My Favourite notes from the book : How to Win Friends and Influence People by Dale Carnegie
- Learning is an active process. We learn by doing.
- By criticising, we do not make lasting changes and often incur resentment.
- Any fool can criticise, condemn and complain – and most fools do. But it takes character and self-control to be understanding and forgiving. ‘A great man shows his greatness,’ said Carlyle, ‘by the way he treats little men.’
- Everything you and I do springs from two motives: the sex urge and the desire to be great.
- We often take our spouses so much for granted that we never let them know we appreciate them.
- The difference between appreciation and flattery? That is simple. One is sincere and the other insincere. One comes from the heart out; the other from the teeth out. One is unselfish; the other selfish. One is universally admired; the other universally condemned.
- Don’t be afraid of enemies who attack you. Be afraid of the friends who flatter you.
- Flattery is telling the other person precisely what he thinks about himself.
- One of the most neglected virtues of our daily existence is appreciation. Somehow, we neglect to praise our son or daughter when he or she brings home a good report card, and we fail to encourage our children when they first succeed in baking a cake or building a birdhouse. Nothing pleases children more than this kind of parental interest and approval.
- The next time you enjoy filet mignon at the club, send word to the chef that it was excellently prepared. Appreciate others effort often.
- Try leaving a friendly trail of little sparks of gratitude on your daily trips. You will be surprised how they will set small flames of friendship that will be rose beacons on your next visit.
- Only way on earth to influence other people is to talk about what they want and show them how to get it.
- Every act you have ever performed since the day you were born was performed because you wanted something.
- If there is any one secret of success, said Henry Ford, it lies in the ability to get the other person’s point of view and see things from that person’s angle as well as from your own.
- Did you ever stop to think that a dog is the only animal that doesn’t have to work for a living? A hen has to lay eggs, a cow has to give milk, and a canary has to sing. But a dog makes his living by giving you nothing but love.
- You can make more friends in two months by becoming genuinely interested in other people than you can in two years by trying to get other people interested in you.
- Showing a genuine interest in others not only wins friends for you, but may develop in its customers a loyalty to your company.
- People who smile, tend to manage, teach and sell more effectively, and to raise happier children.
- You must have a good time meeting people if you expect them to have a good time meeting you.
- A man without a smiling face must not open a shop.
- Remember that a person’s name is to that person the sweetest and most important sound in any language.

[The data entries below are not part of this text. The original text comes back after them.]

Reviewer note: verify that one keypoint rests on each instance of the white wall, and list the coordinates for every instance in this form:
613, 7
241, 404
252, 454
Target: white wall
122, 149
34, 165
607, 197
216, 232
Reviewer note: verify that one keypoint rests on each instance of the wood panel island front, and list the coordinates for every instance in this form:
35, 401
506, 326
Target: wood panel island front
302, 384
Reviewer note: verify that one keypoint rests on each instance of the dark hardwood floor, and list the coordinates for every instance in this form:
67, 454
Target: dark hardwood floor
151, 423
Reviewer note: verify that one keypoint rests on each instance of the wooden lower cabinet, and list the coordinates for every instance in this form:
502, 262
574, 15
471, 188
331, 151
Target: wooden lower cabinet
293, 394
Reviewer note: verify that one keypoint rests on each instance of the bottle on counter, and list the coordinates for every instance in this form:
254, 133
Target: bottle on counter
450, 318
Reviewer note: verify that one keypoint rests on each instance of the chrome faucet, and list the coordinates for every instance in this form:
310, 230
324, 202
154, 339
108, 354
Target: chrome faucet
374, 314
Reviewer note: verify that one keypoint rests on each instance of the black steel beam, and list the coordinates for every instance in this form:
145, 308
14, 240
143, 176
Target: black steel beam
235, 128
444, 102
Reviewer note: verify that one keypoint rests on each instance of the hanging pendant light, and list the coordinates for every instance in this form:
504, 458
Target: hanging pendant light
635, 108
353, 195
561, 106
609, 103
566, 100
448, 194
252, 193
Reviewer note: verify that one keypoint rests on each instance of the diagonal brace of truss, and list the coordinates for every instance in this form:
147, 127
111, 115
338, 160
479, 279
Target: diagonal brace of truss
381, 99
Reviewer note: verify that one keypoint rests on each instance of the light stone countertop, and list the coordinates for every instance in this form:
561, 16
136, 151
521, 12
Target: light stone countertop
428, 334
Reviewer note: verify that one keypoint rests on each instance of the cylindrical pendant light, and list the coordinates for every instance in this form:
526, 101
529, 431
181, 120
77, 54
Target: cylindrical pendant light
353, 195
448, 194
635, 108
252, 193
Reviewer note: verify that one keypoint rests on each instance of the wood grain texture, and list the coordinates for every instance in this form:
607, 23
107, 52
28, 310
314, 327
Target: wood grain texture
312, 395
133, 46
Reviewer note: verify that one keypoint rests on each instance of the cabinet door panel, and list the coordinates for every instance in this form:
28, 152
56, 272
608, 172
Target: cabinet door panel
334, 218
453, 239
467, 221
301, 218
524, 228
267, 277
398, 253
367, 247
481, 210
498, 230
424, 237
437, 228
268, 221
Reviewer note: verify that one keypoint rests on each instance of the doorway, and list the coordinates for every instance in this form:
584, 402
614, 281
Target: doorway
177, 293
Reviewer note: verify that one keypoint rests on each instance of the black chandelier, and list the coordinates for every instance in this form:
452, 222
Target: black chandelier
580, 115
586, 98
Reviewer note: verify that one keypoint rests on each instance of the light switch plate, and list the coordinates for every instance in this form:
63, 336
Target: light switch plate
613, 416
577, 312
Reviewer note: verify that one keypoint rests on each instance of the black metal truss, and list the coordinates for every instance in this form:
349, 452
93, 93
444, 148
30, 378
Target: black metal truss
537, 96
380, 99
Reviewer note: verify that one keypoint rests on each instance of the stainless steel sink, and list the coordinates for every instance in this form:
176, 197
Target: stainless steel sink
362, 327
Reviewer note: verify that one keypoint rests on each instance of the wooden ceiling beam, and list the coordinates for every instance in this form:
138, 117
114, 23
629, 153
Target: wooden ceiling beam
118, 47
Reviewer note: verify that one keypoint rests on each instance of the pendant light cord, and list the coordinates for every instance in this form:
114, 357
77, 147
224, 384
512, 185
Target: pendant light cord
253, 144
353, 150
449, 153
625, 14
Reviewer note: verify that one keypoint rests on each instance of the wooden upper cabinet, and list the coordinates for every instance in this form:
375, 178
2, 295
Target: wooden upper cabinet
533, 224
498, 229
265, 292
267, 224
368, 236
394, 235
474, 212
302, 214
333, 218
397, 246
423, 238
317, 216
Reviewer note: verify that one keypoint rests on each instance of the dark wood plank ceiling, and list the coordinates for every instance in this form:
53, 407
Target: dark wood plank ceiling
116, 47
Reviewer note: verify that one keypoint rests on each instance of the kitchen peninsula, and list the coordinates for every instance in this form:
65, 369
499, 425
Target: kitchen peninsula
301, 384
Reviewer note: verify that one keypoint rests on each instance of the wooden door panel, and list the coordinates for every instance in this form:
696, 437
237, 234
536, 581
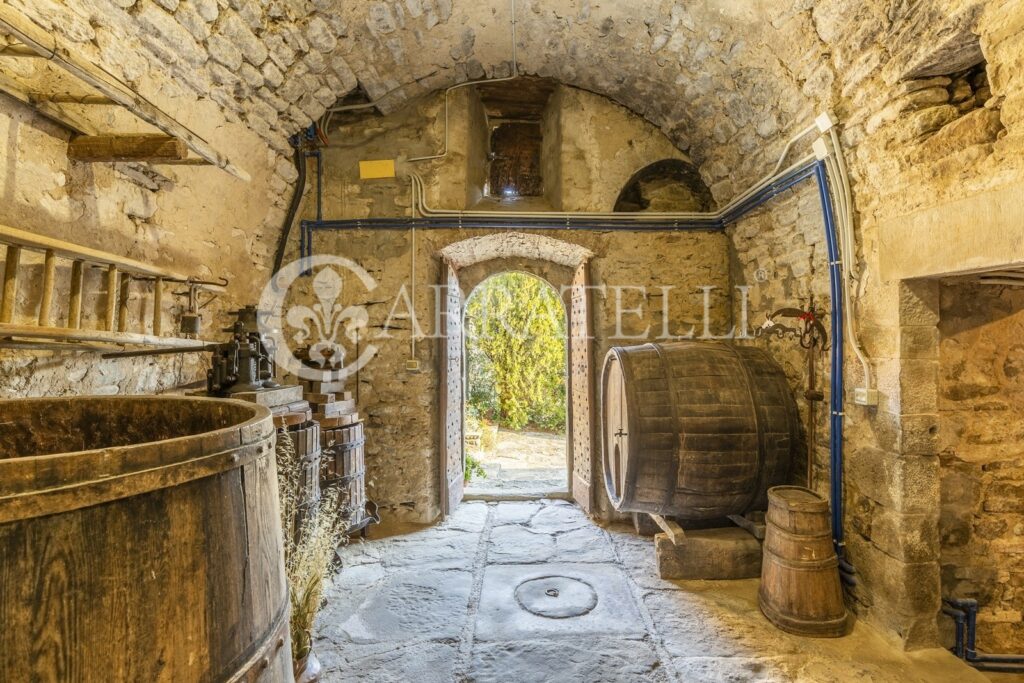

- Be a good listener. Encourage others to talk about themselves.
- Always make the other person feel important.
- The desire to be important is the deepest urge in human nature; and William James said: ‘The deepest principle in human nature is the craving to be appreciated.
- Do unto others as you would have others do unto you.
- If you argue and rankle and contradict, you may achieve a victory sometimes; but it will be an empty victory because you will never get your opponent’s good will.
- Buddha said: ‘Hatred is never ended by hatred but by love,’ and a misunderstanding is never ended by a argument but by tact, diplomacy, conciliation and a sympathetic desire to see the other person’s viewpoint.
- The only way to get the best of an argument is to avoid it.
- Show respect for the other person’s opinions. Never say, ‘You’re wrong.’
- If you are wrong, admit it quickly and emphatically.